I like the longer length on all these tee shirts a lot.  Remember a few years ago, when every tee you bought hit at the high hip, and you couldn’t have tucked one in, even if you’d really, really wanted to?  Man, I am so over that.  I like my shirts to have a little more length to them, and for sure was grateful when I went out to play in the snow this week: I totally tucked in my grey tee under my around-the-house sweater under my puffy jacket before heading out into the 11-degree cold, and it kept me cozy warm the whole time.  I was out longer than the children!  Hooray for long-sleeved shirts!

I think I might sew up a few of these as gifts, too, since I can only use so many in my real life.  Or maybe I’ll make some for the kids?  Oooh, matching Mommy-and-Me tee shirts!!  Coming soon, mark my words.

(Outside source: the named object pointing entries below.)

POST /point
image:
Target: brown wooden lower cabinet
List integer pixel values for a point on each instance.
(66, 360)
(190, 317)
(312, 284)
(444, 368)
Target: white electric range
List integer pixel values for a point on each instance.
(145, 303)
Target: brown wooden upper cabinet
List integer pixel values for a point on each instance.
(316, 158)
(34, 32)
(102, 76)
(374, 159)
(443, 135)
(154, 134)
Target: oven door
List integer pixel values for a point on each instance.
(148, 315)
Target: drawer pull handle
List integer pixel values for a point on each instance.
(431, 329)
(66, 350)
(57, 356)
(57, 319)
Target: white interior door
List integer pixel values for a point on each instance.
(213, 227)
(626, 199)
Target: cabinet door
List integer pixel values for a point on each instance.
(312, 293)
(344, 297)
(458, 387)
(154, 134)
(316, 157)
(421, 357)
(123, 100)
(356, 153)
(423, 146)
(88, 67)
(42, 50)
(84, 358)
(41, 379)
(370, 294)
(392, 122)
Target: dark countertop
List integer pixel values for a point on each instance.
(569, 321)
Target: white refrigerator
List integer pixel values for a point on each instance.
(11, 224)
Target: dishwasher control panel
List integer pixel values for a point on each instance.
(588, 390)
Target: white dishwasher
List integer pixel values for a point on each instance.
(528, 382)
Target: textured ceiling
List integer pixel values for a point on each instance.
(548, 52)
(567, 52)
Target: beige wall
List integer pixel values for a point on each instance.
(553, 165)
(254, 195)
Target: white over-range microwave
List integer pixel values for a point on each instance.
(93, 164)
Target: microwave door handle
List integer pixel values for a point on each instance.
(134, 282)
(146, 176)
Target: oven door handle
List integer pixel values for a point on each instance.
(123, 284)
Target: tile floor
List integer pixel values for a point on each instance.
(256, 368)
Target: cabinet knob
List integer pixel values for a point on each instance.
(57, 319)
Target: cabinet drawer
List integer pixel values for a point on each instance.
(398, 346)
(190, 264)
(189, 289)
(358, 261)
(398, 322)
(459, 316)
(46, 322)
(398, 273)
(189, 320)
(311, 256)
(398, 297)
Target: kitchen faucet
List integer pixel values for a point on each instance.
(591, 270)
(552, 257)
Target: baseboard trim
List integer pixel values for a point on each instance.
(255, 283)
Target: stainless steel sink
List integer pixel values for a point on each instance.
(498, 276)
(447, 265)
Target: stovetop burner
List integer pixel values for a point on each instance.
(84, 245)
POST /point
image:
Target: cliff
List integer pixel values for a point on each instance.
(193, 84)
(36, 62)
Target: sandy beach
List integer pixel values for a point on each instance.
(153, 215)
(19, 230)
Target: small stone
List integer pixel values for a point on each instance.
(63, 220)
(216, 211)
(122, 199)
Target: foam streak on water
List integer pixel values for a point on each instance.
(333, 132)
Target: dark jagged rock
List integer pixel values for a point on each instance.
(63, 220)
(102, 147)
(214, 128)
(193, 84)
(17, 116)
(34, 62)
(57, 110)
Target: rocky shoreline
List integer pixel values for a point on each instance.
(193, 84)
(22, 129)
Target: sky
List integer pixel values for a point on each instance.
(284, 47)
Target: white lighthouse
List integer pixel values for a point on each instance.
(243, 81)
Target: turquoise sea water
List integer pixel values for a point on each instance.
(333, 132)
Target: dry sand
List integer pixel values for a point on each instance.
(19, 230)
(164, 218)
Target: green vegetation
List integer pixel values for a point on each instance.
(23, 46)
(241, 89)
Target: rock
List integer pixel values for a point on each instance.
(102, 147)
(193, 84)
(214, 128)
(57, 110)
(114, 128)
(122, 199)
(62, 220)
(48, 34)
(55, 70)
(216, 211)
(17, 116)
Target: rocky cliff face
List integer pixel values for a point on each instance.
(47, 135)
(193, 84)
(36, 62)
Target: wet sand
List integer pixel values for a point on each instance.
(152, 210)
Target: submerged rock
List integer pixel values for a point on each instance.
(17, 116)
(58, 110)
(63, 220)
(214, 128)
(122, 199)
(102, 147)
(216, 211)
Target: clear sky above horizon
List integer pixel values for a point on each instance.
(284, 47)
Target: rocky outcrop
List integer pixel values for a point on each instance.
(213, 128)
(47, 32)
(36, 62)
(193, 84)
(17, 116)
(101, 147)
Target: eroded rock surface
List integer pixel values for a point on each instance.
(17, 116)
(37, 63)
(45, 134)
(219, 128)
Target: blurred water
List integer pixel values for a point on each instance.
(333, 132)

To read more about sewing with knits and making your own tee shirts: check out Rae’s KNITerviews series on her blog, which has tons of really great links to follow to drown yourself in fabulous information about sewing with knit fabrics, and check out my Sewing Knits Without the Serger online class, where we make a tee shirt and four other awesome knit projects, with just your sewing machine.  You’ll be whipping up raglan tees in no time!

You Might Also Like

  • linda armenti
    January 30, 2014 at 4:09 pm

    Just signed up! can’t wait. Your shirts look amazing of course!

    • Deborah
      January 30, 2014 at 4:15 pm

      I saw–I’m so excited you’re going to join the class!! Can’t wait to see what you make. Am sure your projects will be amazing. 🙂

  • Denise
    January 30, 2014 at 9:53 pm

    Love your color and pattern combinations! So cute and fun! Love that you can make these to reflect your own personality. I recently sewed my first knit shirt so you’ve got me even more excited to do another!

    • Deborah
      February 1, 2014 at 3:13 pm

      They’re just so crazy addictive! I have at least one more ready to roll out on the cutting table, and then I’m going to have to force myself to move along to another project. But the feeling of having a drawer full that really look like me and that are soft and easy to wear is so rewarding. I can’t wait to see what you’ll make!

  • Rae
    February 24, 2014 at 11:00 am

    hee you just crack me up lady!! This is really awesome. I need to put this into a post or something soon — I’m still blogging away about knits!


    • Deborah
      February 24, 2014 at 3:39 pm

      I have spent waaaaaay too much $$ at Girl Charlee (all your fault) and now have TWO shelves dedicated to nothing but knits. I have about three maxi dresses waiting to be made, and O has close to eight boy shirts coming his way this summer. It’s Knit Fever!! 🙂

  • Tutorial: Sewing a Knit Tee-Shirt Cuff | Whipstitch
    September 1, 2014 at 10:31 pm

    […] my love affair with long-sleeved and raglan tees recently, I’ve made more than my share of cuffs from knits.  Using photos from those sewing […]

  • Donna
    September 11, 2014 at 8:43 am

    Just read your “Now I’m Crazy for Raglan Tees…..” What pattern did you use? Thanks!